Karşı taraf vekilince 04/05/2018 tarihinde uygulanan tedbire itiraz dilekçesinin incelenmesinde; müvekkilinin 40.000 TL olan teminatın 20.000 TL’ye indirildiğinden haberinin olmadığını, bu konuda müvekkiline tebligat yapılmadığını, ayrıca 04/05/2018 tarihinde müvekkiline ait işyerinde tebbirin uygulandığını, bu kapsamda 1848 adet kutulanmış ürün, 4500 adet yarı mamul sünnet külodu plastiği, 1100 adet sünnet külodu kutusu, 1 adet sünnet külodu plastik kalıbına tedbir uygulandığını, rapora itiraz dilekçelerinde de belirttikleri üzere raporun eksik incelemeye dayalı ve hukuka aykırı oludğunu, 16/04/2018 tarihli tedbir kararının isabetli ve yerinde olmadığını, raporda tespit isteyen şirketin fiili kullanımı ile tasarımın tescilli şekli farklı olmasına rağmen tasarım yönünden karşılaştırma yapıldığı için taraf ürünlerinin külot ve plastik kısmının nitelik ve yapısı, özellikleri itibariyle farklılıkları ve ortak özellikler teknik olarak karşılaştırılmadan gerekçesiz bir şekilde benzerlik kanaati belirtildiği için 6769 sayılı SMK’nun 58.maddesi gereğince seçenek özgürlüğünün derecesinin dikkate alınmadığı için bilgilenmiş kullanıcının kimler olduğu ve farklılıkların bilgilenmiş kullanıcı tarafından nasıl algılanacağı hususunda hiçbir inceleme yapılmadığı için eksik ve hatalı olduğunu, müvekkilinin kullanımının başvurusunu yaptığı 2017/18119 sayılı faydalı modele dayandığını, bu faydalı modelin sünnet doktorları ile yapılan araştırma ve geliştirme sonucu oluşturulduğunu, rapora itiraz süresi dolmadan tedbir kararı verildiğini, yine müvekkiline tebligat yapılmaksızın teminatın 20.000 TL’ye indirildiğini, kaldı ki müvekkiline ait işyerinde el konulan ürünlerin ve bu süreçte müvekkilinin uğradığı zararın 20.000 TL’yi çok aştığını, müvekkilinin işlerinin durma noktasına geldiğini, dosyapın yeni bir bilirkişiye gönderilmesini istediklerini, kararın kaldırılmasını ve gerekli görülmesi halinde HMK 395 gereğince müvekkil tarafından uygun bir teminat da verilebileceğini bildirmiştir.
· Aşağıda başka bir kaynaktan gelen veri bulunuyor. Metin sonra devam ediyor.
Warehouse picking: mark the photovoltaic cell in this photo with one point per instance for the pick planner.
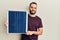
(17, 21)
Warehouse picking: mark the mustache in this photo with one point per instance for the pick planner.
(31, 12)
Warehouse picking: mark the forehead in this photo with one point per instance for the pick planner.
(33, 5)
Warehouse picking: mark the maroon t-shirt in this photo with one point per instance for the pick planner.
(33, 24)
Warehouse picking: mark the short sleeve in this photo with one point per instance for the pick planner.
(40, 25)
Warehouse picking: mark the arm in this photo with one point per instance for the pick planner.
(38, 32)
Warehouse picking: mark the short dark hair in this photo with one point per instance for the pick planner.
(33, 3)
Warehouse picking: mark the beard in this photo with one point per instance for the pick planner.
(32, 12)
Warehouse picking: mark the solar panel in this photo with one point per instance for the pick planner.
(17, 21)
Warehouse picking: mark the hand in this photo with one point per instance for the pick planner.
(29, 32)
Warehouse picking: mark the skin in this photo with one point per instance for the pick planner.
(33, 9)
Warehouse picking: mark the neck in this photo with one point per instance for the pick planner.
(32, 15)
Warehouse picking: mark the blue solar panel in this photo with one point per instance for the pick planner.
(17, 21)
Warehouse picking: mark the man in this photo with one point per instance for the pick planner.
(35, 26)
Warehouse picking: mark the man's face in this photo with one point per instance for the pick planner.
(33, 9)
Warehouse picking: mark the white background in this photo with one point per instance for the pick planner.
(48, 10)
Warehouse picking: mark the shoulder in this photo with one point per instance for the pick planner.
(38, 17)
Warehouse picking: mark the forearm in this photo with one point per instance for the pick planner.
(37, 32)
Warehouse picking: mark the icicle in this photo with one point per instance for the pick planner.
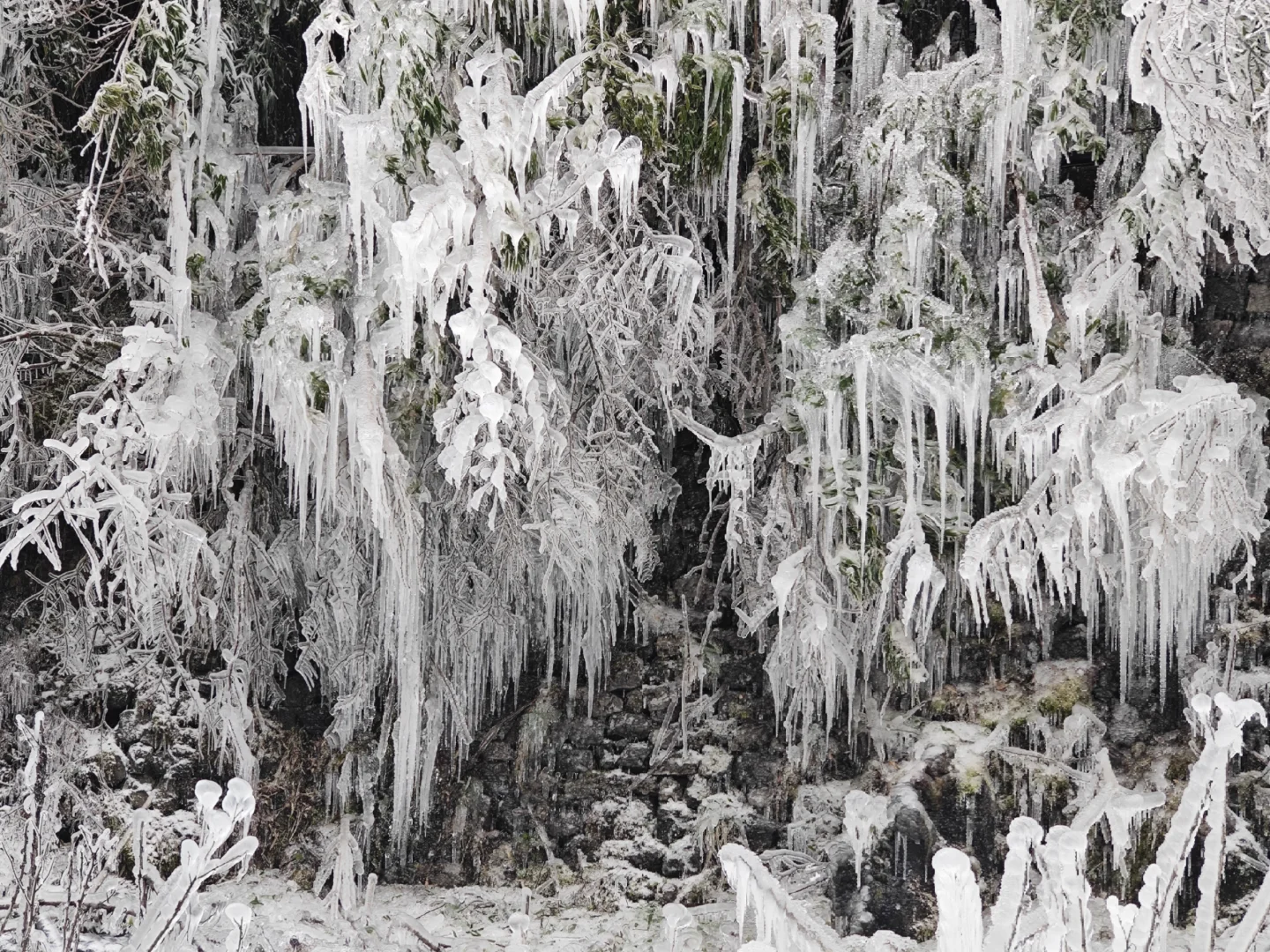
(863, 818)
(738, 100)
(1025, 836)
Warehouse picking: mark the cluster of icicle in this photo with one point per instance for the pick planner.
(511, 178)
(1044, 899)
(1132, 493)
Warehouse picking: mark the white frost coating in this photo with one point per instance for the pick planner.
(1024, 838)
(960, 926)
(1110, 464)
(780, 922)
(863, 815)
(1221, 723)
(1018, 51)
(1064, 890)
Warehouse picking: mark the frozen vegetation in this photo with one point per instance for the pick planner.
(687, 475)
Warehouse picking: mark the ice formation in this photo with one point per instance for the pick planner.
(521, 249)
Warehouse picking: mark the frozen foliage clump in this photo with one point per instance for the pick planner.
(1044, 899)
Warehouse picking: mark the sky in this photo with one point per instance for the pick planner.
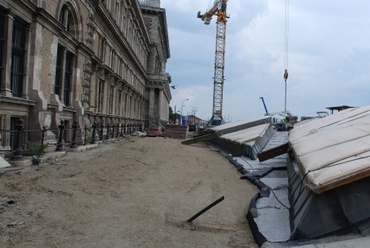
(325, 45)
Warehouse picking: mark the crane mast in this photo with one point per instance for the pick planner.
(218, 9)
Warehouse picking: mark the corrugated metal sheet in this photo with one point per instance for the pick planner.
(333, 151)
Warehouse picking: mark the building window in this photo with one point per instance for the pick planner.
(2, 42)
(68, 79)
(100, 96)
(66, 18)
(64, 75)
(18, 54)
(59, 71)
(111, 99)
Mahkemece, duruşma açılarak yapılan inceleme sonunda; verilen ihtiyati tedbir kararının yaklaşık ispat kuralı kapsamında verilmiş olup bu konuda usulde bir aykırılık olmadığı gerekçesiyle itirazın reddine, ancak itiraz eden tarafından sunulan belgeler, makul deliller dikkate alındığında aleyhine tedbir talep edenin telafisi mümkün olmayan zarara gireceği anlaşıldığından, HMK’nun 395.maddesi gereğince 50.000 TL teminat yatırıldığında ihtiyati tedbirin dava neticeleninceye kadar durdurulmasına karar verilmiş, kararı tespit isteyen vekili istinaf etmiştir.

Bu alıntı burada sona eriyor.